Documentation update
Many small improvements for the documentation on reproducible-builds.org sent by Georg Koppen were merged.
Package reviews
666 (!) reviews have been removed, 189 added and 162 updated in the previous week.
151 new fail to build from source reports have been made by Chris West, Chris Lamb, Mattia Rizzolo, and Niko Tyni.

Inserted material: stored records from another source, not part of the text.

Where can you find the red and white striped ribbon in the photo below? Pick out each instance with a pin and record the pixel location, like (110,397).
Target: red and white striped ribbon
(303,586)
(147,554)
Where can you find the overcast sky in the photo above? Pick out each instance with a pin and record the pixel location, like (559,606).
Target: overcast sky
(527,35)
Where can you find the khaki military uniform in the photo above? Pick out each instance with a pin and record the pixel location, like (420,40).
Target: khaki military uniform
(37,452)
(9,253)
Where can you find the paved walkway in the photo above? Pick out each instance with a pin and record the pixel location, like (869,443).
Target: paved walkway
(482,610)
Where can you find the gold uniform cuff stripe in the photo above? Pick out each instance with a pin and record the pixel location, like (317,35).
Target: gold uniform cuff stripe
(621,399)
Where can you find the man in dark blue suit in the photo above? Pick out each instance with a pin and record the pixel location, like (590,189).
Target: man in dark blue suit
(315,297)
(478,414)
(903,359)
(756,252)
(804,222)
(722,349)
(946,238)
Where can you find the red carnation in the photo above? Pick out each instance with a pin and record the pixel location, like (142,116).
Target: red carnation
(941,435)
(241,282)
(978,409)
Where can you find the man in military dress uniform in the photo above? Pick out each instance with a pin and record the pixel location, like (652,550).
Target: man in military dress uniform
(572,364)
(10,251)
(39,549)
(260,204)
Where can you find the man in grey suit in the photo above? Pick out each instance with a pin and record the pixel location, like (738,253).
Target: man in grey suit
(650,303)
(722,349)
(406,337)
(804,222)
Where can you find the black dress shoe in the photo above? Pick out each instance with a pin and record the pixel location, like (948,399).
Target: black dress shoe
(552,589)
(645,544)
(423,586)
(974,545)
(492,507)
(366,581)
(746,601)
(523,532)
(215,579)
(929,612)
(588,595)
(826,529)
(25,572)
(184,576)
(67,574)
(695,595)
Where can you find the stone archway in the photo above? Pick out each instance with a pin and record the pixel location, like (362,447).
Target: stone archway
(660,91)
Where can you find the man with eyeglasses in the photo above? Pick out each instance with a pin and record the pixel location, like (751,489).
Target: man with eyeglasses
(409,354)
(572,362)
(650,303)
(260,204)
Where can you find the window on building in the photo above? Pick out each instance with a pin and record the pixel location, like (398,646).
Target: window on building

New issues identified: unsorted_filelist_in_xul_ext_preferences, nondeterminstic_output_generated_by_moarvm.
Misc.
Steven Chamberlain drew our attention to one analysis of the Juniper ScreenOS Authentication Backdoor: Whilst this may have been added in source code, it was well-disguised in the disassembly and just 7 instructions long. I thought this was a good example of the current state-of-the-art, and why we'd like our binaries and eventually, installer and VM images reproducible IMHO.
Joanna Rutkowska has mentioned possible ways for Qubes to become reproducible on their development mailing-list.